Он перетащил кресло к кровати, и правда вовсе не реагируя на Женины прелести… хотя нет, посмотрел оценивающе, как на скульптуру или картину. Ну да, ноги у нее красивые, до Милочки, конечно, далеко, но до Милочки далеко всем особям женского пола. Женя сгребла многочисленные подушки, пахнущие цветами, и устроилась совсем уж удобно. Почему бы не понаслаждаться комфортом, пока он есть?
– Я в него влюбилась еще в школе. Безумный роман был, просто феерический. Он носил меня на руках, я летала под облаками, родители с обеих сторон падали в обморок. Его родители, правда, поменьше, потому что он был меня старше, уже работал и чего-то даже зарабатывал. Я не помню, как экзамены сдавала, как учиться поступала… на наш иняз конкурс был ого-го во все времена… ну об этом я тебе потом расскажу. Наверное, у меня просто было врожденные способности к языкам, так что я по-английски болтала очень и очень резво…

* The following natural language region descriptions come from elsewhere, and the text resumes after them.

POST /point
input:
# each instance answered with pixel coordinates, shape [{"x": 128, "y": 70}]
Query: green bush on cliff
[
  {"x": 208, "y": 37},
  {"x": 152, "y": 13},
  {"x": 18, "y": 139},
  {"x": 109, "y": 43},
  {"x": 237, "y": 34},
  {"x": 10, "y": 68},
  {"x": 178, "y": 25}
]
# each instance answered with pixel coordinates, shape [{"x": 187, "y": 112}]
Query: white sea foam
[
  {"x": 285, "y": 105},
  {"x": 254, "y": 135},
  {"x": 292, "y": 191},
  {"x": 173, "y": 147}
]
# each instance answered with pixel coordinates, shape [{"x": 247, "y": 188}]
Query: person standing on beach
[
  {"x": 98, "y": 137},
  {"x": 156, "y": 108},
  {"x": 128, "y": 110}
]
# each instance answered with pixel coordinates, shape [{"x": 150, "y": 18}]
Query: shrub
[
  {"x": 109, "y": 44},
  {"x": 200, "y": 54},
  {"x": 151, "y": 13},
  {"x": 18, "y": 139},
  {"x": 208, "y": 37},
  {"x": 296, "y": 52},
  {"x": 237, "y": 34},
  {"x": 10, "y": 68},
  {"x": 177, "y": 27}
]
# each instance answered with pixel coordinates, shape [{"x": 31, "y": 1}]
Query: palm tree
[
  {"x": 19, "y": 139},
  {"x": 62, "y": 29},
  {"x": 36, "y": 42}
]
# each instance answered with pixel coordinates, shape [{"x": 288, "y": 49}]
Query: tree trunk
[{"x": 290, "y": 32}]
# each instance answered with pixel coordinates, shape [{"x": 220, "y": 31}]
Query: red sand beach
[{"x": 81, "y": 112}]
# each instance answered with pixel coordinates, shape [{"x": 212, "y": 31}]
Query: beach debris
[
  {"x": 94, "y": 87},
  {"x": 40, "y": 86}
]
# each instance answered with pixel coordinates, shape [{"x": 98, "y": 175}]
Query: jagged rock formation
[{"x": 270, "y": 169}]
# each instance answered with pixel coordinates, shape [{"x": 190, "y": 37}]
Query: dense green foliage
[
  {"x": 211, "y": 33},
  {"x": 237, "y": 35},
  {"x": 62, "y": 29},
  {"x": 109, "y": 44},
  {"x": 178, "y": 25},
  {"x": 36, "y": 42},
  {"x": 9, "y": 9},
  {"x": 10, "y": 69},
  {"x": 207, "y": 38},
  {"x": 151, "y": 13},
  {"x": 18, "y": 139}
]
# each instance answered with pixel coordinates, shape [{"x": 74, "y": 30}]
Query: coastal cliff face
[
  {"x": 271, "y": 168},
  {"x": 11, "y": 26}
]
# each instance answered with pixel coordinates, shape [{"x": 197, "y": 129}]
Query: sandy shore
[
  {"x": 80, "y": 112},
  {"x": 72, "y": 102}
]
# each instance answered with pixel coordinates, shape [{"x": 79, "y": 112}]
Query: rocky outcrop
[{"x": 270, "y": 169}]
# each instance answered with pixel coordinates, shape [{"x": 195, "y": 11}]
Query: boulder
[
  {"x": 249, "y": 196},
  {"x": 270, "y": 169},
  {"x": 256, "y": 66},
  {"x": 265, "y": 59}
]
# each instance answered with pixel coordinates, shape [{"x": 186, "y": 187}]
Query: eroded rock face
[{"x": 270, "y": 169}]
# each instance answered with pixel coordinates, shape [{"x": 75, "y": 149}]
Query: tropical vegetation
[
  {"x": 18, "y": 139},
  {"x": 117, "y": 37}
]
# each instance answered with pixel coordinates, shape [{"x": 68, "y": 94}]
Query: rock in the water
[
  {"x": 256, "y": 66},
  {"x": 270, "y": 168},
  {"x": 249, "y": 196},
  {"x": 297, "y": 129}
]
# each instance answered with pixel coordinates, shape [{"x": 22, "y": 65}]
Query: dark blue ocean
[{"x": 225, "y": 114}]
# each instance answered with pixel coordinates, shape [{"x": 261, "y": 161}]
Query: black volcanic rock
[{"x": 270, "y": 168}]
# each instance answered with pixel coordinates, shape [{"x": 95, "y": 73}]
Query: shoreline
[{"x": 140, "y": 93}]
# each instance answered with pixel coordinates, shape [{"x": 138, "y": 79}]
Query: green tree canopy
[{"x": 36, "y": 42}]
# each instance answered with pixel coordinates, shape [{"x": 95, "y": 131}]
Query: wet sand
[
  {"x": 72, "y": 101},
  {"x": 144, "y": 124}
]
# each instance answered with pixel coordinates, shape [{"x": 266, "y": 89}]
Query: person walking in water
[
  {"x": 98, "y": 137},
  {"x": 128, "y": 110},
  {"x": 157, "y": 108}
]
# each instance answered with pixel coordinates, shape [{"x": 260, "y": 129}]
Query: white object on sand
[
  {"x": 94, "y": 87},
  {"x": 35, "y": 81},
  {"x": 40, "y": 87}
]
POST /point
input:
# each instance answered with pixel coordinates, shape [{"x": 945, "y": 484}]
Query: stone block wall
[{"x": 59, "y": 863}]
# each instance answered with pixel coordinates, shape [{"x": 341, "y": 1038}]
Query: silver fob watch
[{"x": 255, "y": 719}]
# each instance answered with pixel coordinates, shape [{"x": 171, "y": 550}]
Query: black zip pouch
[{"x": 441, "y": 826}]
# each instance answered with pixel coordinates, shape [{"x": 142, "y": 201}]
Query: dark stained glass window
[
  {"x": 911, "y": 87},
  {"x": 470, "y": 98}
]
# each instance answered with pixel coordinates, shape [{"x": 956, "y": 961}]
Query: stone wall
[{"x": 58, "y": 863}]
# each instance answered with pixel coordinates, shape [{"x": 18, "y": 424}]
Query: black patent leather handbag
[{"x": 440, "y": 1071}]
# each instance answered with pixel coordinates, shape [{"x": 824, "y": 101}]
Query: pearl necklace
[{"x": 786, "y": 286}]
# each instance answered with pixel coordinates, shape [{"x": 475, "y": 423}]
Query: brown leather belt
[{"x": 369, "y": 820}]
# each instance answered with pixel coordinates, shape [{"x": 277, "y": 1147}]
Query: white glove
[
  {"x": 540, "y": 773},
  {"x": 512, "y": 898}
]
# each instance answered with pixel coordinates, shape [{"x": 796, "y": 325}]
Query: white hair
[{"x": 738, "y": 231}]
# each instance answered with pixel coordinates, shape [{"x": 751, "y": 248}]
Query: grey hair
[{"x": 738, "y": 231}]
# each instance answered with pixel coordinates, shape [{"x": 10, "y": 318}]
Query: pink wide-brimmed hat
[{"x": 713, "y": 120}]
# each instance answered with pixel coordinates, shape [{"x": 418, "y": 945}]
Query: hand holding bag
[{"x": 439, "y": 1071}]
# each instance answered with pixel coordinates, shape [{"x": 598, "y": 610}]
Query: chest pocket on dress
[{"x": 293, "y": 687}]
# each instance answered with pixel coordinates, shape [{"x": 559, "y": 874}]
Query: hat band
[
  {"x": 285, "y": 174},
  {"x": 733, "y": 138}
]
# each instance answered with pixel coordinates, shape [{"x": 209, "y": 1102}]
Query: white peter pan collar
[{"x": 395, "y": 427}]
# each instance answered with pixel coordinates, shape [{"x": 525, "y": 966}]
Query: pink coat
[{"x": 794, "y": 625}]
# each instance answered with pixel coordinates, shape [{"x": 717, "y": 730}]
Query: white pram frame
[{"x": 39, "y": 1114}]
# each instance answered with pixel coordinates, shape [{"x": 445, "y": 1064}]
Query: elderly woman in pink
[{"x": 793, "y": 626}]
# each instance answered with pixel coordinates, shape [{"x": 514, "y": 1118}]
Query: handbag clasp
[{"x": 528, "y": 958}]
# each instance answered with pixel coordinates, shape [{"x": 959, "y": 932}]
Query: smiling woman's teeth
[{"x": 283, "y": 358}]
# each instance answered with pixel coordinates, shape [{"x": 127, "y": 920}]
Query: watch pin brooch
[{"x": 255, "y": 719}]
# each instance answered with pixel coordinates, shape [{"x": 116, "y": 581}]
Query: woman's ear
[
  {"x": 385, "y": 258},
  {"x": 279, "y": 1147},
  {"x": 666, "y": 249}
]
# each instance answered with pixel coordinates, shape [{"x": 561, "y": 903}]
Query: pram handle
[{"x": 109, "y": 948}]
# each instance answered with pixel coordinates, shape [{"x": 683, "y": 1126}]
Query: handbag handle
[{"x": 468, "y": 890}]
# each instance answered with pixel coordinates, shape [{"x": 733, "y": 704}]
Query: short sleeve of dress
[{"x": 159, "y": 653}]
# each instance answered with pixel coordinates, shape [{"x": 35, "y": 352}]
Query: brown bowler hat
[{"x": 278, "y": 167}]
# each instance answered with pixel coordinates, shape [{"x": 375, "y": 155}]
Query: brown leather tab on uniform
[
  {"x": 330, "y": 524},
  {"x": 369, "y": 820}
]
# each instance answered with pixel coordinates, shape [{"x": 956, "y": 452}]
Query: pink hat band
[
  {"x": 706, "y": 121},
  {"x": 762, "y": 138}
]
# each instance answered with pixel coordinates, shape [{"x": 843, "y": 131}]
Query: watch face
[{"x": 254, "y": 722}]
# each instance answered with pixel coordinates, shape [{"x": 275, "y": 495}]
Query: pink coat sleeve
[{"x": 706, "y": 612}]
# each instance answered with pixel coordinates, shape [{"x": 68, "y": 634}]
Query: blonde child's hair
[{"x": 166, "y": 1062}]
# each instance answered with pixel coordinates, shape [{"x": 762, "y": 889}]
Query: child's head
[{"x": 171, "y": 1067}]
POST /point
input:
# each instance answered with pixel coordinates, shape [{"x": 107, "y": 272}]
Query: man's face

Столько лет Женя не позволяла себе вспоминать свою сказочную любовь, что сейчас будто нырнула в прошлое. Страна с трудом переживала острый приступ начальной демократии, почему-то сопровождавшийся бардаком, шахтеры стучали касками, нормальные молодые мужчины впадали в депрессию от полной безысходности, обнищавшие инженерши торговали с лотков на морозе китайской дребеденью, производство умирало в судорогах, и казалось, что никакого просвета нет и не будет. Женя помнила это как репортаж по телевизору. У них дома был древний «Изумруд», называвшийся цветным, но из всей палитры предпочитавший желтый и зеленый. Вот примерно таким был для Жени весь мир за пределами своей любви: размытый, с плохим звуком и желто-зеленый. Едва дождавшись восемнадцати, она вышла замуж, хотя родители орали и топали ногами, требуя выучиться сначала и совершенно забыв, что сами поженились студентами. Его родители отнеслись к решению сына равнодушно, потому что жил он отдельно, а Женя и в ранней юности девушка была очень симпатичная и вполне порядочная. Хотя по смутным воспоминаниям об общении со свекровью Женя понимала, что не нравилась ей изначально, потому что не родилась еще женщина, достойная ее сына.
В самостоятельную жизнь Женя окунулась со всем энтузиазмом, ездила в институт к черту на кулички и на лекциях думала, что бы повкуснее приготовить на ужин. Деньги у них водились, Олег оказался одним из тех немногих, кого реформы не подкосили, а как раз вознесли… как пену. Он то ли чем-то торговал, то ли в чем-то посредничал, ворча, распределял взятки: это – чиновникам, это – ментам, они тоже есть хотят, это – крыше. Дарил Жене цветы, охотно ел то, что она готовила и продукты закупал сам, чтобы она не таскала сумки на пятый этаж. Все было замечательно, пока она не забеременела. Из консультации она не шла – летела, воображая, как счастлив будет Олег, каким замечательным отцом он будет и как они будут воспитывать сына или дочь без ссор и наказаний, одной только любовью.
Олег потребовал, чтобы она сделала аборт. Сначала она не поверила. Потом пыталась его уговорить: ну почему, ведь живем гораздо лучше многих… и узнала, что дети ему и вовсе не нужны. Что от них шум, грязь, невнимание жены и запах мокрых пеленок. Что от них одни только проблемы. В общем, вот тебе деньги и иди в больницу.